I'm in the 'social media microblogging' is not a meme camp as well.

However I find the message in this one worth distributing, which is technically what a meme is all about

[–] wahming@monyet.cc 2 points 1 year ago

Every meme starts somewhere

[–] Madison420@lemmy.world 5 points 1 year ago (1 children)

Also geese will wait with injured friends so that's not all animals.

[–] angrystego@lemmy.world 2 points 1 year ago

Well, I guess it's all animals that don't develop the first sign of civilization as defined in the quote. Congratulations, geese, you got over the threshold!

[–] Umbrias@beehaw.org 4 points 1 year ago

So it's cute and could have some relative usefulness but there are some problems with this mythical anecdote:

  • animals heal broken legs all the time. It's not a guaranteed death sentence, if it were there actually wouldn't even be a way to repair it at all. See: brain, lungs, heart. All things which can very slightly repair themselves from minor injuries, not catastrophic ones.

  • bipeds are worse off, but quadrupeds can generally manage, poorly, with only three legs. There are exceptions, but that's one of the main benefits of having four legs.

  • a broken femur can already be a death sentence regardless of early medicine. Very easy to bleed out, the actual maiming is the least of your worries.

[–] JokeDeity@lemm.ee 2 points 1 year ago

I'm with you until you say bound up the wound.
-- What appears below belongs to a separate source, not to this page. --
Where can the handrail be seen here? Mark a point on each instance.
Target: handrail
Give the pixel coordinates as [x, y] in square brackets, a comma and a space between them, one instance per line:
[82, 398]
[–] emeralddawn45@discuss.tchncs.de 0 points 1 year ago (1 children)

I mean I'm not saying I could, (also not saying I couldn't) but also isn't it conceivable that a person managed to crawl back to their cave where they had food stored, bound their own leg, and was lucky enough to avoid infection? Nothing about a healed leg implicitly demands intervention from other beings.

[–] Oszilloraptor@feddit.de 9 points 1 year ago

They must have had food stored for a few weeks to months, in a time before preservation techniques.